Ausbalancierten und "Verplanten" geht es besser

Ein eher geringes Risiko, am Urlaubsanfang krank zu werden, haben dagegen diese beiden Freizeittypen:

Die Ausbalancierten: Diese Gruppe verbringt kaum Freizeit mit arbeitsbezogenen Dingen und schaltet komplett ab. Diese Menschen sind meist weniger erschöpft von der Arbeit und haben dadurch mehr Lust auf Aktivitäten und Unternehmungen. Oft schaffen sie sich einen bewussten Ausgleich – durch Sport, Hobbys oder Zeit in der Natur, aber auch durch soziale Kontakte und Ehrenämter. Männer ab 45 sind genau wie Menschen in Führungspositionen etwas stärker vertreten.

Die Verplanten: Ähnlich wie die "Arbeitstiere" nimmt dieser Freizeittyp durchaus manchmal Arbeit mit und checkt auch seine E-Mails im Urlaub. Weil dieser aber nicht so stark überhandnimmt, bleibt trotzdem noch Energie für ausgleichende Aktivitäten und Unternehmungen. Diesen Menschen sind zudem soziale Kontakte und Gruppenaktivitäten im Urlaub wichtig. Wirklich freie Freizeit ohne Termine oder geplante Aktionen sind dagegen selten. Zu dieser Gruppe gehören besonders häufig Frauen.

Eher im Mittelfeld liegt der letzte der fünf Freizeittypen:

Die Einzelgänger: Bei ihnen ist Müßiggang Trumpf: Die Arbeit spielt bei diesen Menschen in der Freizeit keine so große Rolle, das Gleiche gilt für Sport in Gesellschaft oder soziale Kontakte. Stattdessen bevorzugt dieser Typ eine unstrukturierte, freie Freizeit ohne feste Termine oder Verpflichtungen. Im Urlaub lässt man sich treiben und tut nur das, wozu man gerade Lust hat. Viele Mitglieder dieser Gruppe sind zwischen 25 und 34 Jahre alt, etwas mehr weiblich und arbeiten oft Vollzeit ohne Führungsposition.

Wie kann man vorbeugen?

Was aber kann man tun, um nicht von der Freizeitkrankheit erwischt zu werden? Muss man jetzt seine ganze Persönlichkeit umkrempeln? Nicht unbedingt. Sinnvoll kann es aber sein, den Urlaub langsam anzugehen und für einen allmählichen Übergang von Vollstress und Entspannung zu sorgen. Möglich ist dies beispielsweise, indem man vor Abreise an den Urlaubsort ein oder zwei freie Übergangstage zuhause einplant.
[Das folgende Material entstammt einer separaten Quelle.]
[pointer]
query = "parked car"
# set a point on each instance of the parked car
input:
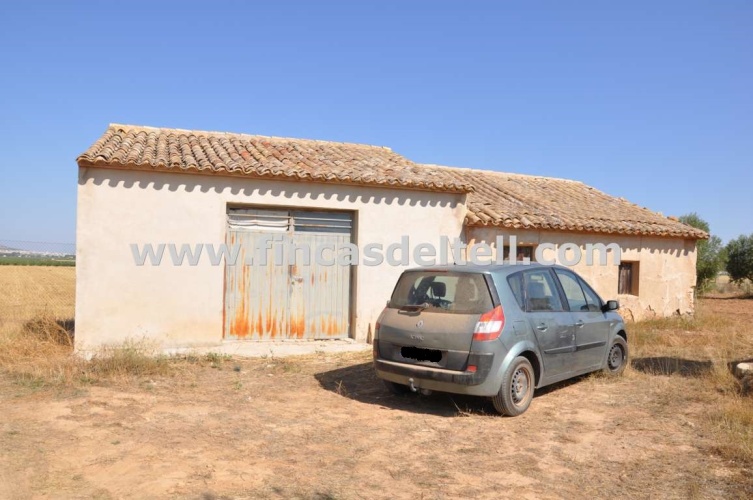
(496, 331)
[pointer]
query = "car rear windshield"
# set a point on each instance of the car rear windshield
(460, 293)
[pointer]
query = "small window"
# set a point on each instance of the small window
(516, 285)
(593, 299)
(628, 278)
(541, 292)
(573, 292)
(460, 293)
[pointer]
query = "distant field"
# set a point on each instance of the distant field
(35, 261)
(29, 291)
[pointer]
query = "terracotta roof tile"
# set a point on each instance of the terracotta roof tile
(134, 147)
(494, 198)
(532, 202)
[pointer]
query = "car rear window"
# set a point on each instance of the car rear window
(460, 293)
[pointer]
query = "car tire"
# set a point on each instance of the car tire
(516, 393)
(617, 357)
(396, 389)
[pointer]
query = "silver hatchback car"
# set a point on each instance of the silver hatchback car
(495, 331)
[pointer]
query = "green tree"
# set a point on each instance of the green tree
(710, 254)
(740, 258)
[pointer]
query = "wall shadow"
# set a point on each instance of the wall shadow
(277, 187)
(665, 365)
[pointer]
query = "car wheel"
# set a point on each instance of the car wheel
(516, 393)
(396, 389)
(616, 357)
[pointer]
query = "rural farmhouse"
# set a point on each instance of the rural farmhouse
(143, 188)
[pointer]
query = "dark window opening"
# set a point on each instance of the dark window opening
(628, 279)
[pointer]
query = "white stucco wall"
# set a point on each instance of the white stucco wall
(170, 306)
(667, 272)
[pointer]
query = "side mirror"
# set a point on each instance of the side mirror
(611, 305)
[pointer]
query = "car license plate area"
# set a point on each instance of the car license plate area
(420, 354)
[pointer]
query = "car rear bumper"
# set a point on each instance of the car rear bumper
(437, 378)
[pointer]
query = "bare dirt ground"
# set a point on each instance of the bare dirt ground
(322, 426)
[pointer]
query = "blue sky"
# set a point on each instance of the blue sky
(648, 100)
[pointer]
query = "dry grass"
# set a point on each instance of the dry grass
(707, 347)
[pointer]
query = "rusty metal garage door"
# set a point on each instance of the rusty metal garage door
(272, 300)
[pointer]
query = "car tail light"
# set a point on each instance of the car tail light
(490, 324)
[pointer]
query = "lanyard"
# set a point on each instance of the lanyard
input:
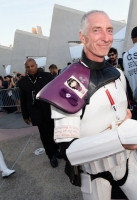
(31, 79)
(113, 105)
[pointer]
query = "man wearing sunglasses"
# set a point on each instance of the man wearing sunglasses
(114, 60)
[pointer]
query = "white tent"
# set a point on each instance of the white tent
(41, 61)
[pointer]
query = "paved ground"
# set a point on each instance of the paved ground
(34, 179)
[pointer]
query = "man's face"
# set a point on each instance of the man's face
(31, 67)
(112, 56)
(98, 38)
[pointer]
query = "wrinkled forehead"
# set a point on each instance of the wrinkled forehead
(99, 19)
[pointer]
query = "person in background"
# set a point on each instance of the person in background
(130, 71)
(69, 63)
(36, 112)
(53, 70)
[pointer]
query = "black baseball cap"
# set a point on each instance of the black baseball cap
(134, 32)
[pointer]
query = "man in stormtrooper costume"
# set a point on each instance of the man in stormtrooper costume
(3, 167)
(100, 137)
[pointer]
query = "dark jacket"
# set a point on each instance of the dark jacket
(39, 109)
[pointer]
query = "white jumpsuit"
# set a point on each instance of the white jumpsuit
(99, 148)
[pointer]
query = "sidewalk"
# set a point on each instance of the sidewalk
(34, 179)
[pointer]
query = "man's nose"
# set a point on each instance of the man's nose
(105, 36)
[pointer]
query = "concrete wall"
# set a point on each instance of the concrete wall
(5, 58)
(65, 28)
(27, 44)
(131, 23)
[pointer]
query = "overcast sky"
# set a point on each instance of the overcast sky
(25, 14)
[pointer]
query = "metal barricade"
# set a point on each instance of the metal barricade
(9, 97)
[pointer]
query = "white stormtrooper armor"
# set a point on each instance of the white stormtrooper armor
(3, 167)
(99, 147)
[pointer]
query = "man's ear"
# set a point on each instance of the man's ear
(82, 37)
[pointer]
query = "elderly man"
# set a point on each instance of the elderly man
(92, 124)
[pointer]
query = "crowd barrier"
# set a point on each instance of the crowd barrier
(9, 97)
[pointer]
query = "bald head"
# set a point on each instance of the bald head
(84, 21)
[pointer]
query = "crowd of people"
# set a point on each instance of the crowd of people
(91, 127)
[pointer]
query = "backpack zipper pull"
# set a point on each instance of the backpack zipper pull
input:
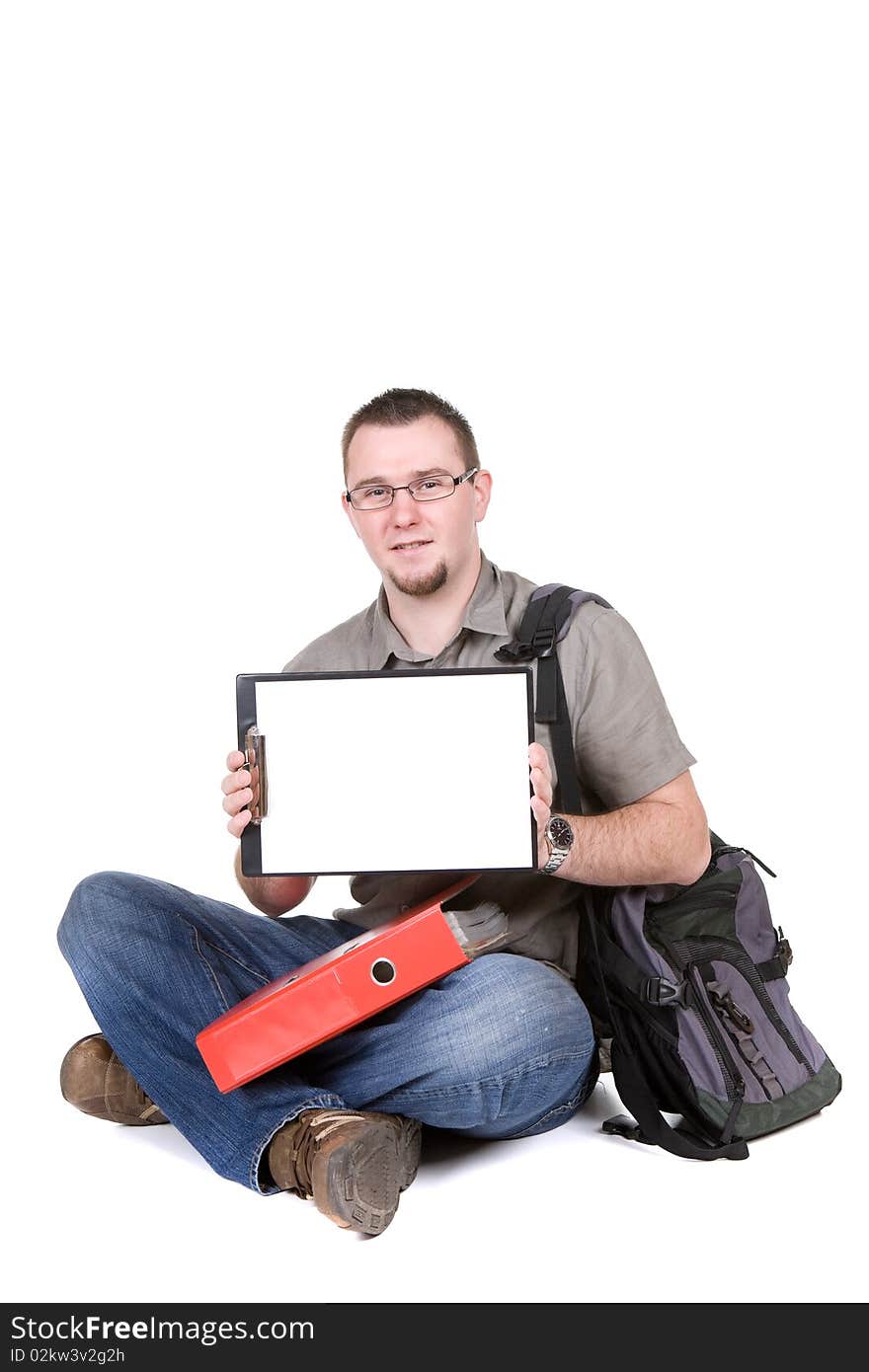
(753, 858)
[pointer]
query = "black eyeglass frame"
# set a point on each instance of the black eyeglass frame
(456, 482)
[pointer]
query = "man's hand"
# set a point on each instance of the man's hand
(541, 800)
(240, 788)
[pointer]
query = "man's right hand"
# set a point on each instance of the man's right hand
(272, 894)
(240, 789)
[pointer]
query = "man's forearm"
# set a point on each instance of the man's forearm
(644, 844)
(272, 894)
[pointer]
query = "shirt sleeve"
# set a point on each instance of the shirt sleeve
(625, 739)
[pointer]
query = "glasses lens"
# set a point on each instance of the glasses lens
(433, 488)
(371, 496)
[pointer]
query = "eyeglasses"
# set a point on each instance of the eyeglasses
(434, 488)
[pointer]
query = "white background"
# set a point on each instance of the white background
(629, 242)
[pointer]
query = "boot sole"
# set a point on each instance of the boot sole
(357, 1182)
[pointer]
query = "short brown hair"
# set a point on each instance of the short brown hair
(400, 407)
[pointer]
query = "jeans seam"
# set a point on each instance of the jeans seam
(535, 1065)
(209, 969)
(232, 957)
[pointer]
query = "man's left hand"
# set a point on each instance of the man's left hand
(541, 800)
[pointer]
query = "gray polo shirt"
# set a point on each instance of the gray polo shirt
(625, 744)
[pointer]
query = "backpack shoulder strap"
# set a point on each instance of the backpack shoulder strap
(544, 625)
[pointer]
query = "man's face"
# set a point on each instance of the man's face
(445, 530)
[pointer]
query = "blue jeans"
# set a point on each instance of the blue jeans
(500, 1048)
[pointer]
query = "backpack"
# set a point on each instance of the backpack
(688, 981)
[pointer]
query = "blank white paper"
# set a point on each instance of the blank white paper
(409, 771)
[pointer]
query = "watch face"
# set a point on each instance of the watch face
(559, 832)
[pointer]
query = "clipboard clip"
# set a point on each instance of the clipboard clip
(254, 756)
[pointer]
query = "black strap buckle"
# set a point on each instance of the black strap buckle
(625, 1126)
(658, 991)
(542, 644)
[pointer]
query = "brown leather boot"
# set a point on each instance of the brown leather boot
(353, 1164)
(95, 1080)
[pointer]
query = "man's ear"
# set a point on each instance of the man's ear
(482, 493)
(351, 513)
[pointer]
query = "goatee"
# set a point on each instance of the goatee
(425, 583)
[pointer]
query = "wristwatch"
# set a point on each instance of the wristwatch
(559, 836)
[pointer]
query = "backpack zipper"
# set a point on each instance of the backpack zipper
(732, 1077)
(706, 951)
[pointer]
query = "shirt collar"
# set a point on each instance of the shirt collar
(484, 615)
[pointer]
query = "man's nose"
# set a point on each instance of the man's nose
(401, 512)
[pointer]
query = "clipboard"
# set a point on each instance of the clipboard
(390, 771)
(334, 992)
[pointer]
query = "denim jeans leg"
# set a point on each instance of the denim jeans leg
(158, 963)
(502, 1048)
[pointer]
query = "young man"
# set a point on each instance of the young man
(504, 1045)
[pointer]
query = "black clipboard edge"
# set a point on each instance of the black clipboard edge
(246, 711)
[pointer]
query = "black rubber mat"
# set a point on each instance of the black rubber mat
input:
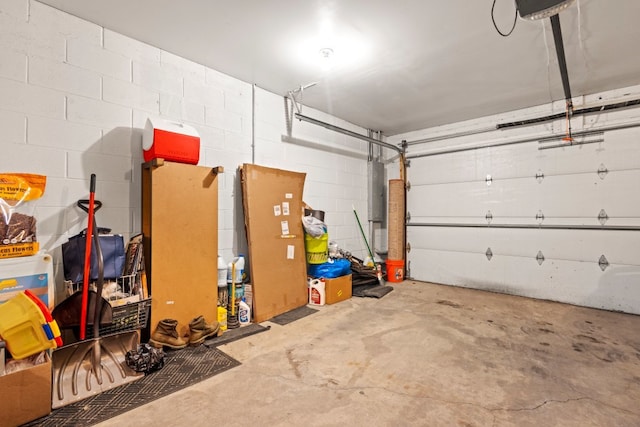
(182, 368)
(375, 291)
(293, 315)
(235, 334)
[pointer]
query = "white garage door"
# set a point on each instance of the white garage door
(560, 224)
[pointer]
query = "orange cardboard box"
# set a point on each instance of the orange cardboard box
(338, 289)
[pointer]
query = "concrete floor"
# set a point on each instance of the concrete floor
(424, 355)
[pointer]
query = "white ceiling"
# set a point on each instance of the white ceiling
(399, 65)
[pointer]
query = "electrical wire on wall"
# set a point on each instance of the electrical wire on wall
(493, 19)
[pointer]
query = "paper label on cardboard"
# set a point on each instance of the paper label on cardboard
(284, 225)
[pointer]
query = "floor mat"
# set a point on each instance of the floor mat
(182, 368)
(295, 314)
(375, 291)
(235, 334)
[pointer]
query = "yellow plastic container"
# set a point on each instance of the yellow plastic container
(317, 249)
(24, 327)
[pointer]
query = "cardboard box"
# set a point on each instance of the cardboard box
(34, 273)
(26, 394)
(338, 289)
(272, 201)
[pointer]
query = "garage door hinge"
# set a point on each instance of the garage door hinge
(602, 171)
(603, 263)
(603, 217)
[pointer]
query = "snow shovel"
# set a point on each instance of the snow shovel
(73, 312)
(92, 366)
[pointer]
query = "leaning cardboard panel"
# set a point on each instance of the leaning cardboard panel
(180, 243)
(272, 200)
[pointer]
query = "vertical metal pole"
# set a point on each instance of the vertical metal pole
(562, 61)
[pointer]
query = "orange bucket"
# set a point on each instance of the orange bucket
(395, 270)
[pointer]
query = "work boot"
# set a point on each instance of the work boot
(167, 335)
(199, 330)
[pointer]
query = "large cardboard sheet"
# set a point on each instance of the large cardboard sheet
(272, 200)
(180, 227)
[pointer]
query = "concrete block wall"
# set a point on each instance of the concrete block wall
(75, 98)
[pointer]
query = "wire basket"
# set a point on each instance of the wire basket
(129, 311)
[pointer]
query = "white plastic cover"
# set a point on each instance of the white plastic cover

Hilfreich ist auch ausreichend Bewegung: Sport in Maßen hilft dabei, Stresshormone abzubauen und setzt positive Energien frei. Das kann davor bewahren, dass Körper und Geist in ein "Loch" fallen. Wichtig auch: Haben Sie an sich und den Urlaub keine zu hohen Erwartungen, sonst setzt das erst recht unter Druck.